Page 540-541, transcribed by Carolyn Ward from History of Butler County, Kansas by Vol. P. Mooney. Standard Publishing Company, Lawrence, Kan.: 1916. ill.; 894 pgs.


  HISTORY OF BUTLER COUNTY 540 cont'd

M. E. Varner, a successful farmer and stockman, of Towanda township, is a native of Iowa. Mr. Varner was born in 1866, and is a son of I. D. and Ruth (Baker) Varner, both natives of Monroe county, Ohio. The mother died at Towanda in 1910 and the father has been an invalid for the past two years. They were the parents of ten children, seven of whom are living, as follows: Mrs. Mary Winkler, El Dorado, Kans.; Mrs. Susan Steel, Wichita, Kans.; M. E., the subject of this sketch, and Mrs. Emma Lamb, of El Dorado, twins; Mrs. Dulcie Cook, Clark county, Kansas; E. A., Fairview township, and F. H., Clifford township.

The Varner family were pioneers of Butler county, coming here in 1871, and located in Towanda township. The father homesteaded the northwest quarter of section 12, township 25, range 4. Their claim was located on the open prairie, and settlers came in quite rapidly about that time, as it was about the beginning of the rapid settlement of that section. The country was still in a wild and primitive state and M. E. Varner, who was a boy about five years of age at that time, remembers of seeing deer and antelope in the vicinity of the early Varner home. The buffalo, however, had taken up his grazing ground further west, across the Arkansas. Although a boy, Mr. Varner remembers many instances of early life on the plains. About the year that they came to Butler county he recalls an experience with a prairie fire. His father was some distance from home, working with his ox team on a place which he had rented on the west branch of the Walnut, and one of the periodical early day prairie fires was sweeping across the plains, carried forward by a strong southern wind. The father escaped the flames with his oxen by starting what was called a "back fire" and burning the grass in his immediate vicinity, which afforded a place of safety for himself and oxen by the time that the prairie fire approached.

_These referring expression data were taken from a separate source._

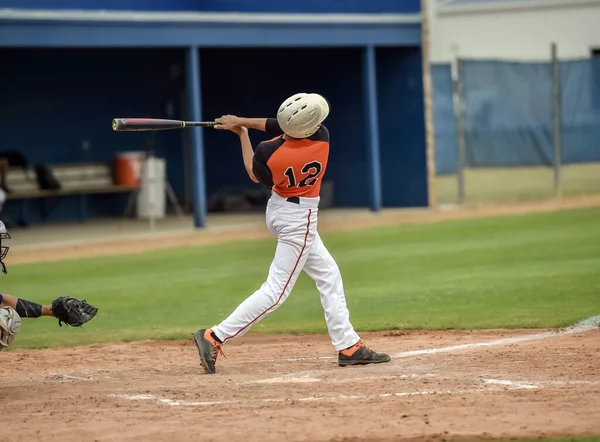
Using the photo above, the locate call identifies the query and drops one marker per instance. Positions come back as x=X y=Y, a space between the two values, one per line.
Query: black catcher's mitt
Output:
x=72 y=311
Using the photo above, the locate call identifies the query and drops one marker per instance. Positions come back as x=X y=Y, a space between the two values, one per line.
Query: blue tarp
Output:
x=508 y=113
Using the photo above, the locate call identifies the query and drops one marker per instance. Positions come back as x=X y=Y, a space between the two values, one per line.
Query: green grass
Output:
x=519 y=184
x=540 y=270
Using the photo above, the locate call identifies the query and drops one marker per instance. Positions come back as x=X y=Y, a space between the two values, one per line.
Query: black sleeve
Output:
x=259 y=166
x=321 y=135
x=272 y=126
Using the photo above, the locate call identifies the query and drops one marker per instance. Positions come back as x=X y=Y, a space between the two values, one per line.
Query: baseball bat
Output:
x=145 y=124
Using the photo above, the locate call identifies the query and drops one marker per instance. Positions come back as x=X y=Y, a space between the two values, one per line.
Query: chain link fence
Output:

M. E. Varner has made farming and stock raising the principal busi-


  HISTORY OF BUTLER COUNTY 541

ness of his life, giving special attention to the raising and feeding of cattle. He raises large quanties[sic] of corn and alfalfa, which he generally feeds to his own cattle. Mr. Varner was married to Miss Cora Washburn, of Fairview township. Her parents came from Ohio and settled in this county in the eighties. To Mr. and Mrs. Varner have been born three children, all of whom are at home: Florence, Grant W. and Wilma. Mr. Varner is a substantial citizen and bears the distinction of being one of the youngest old pioneers of Butler county. He is a member of the Knights of Pythias, Lodge No. 163, Towanda, Kans.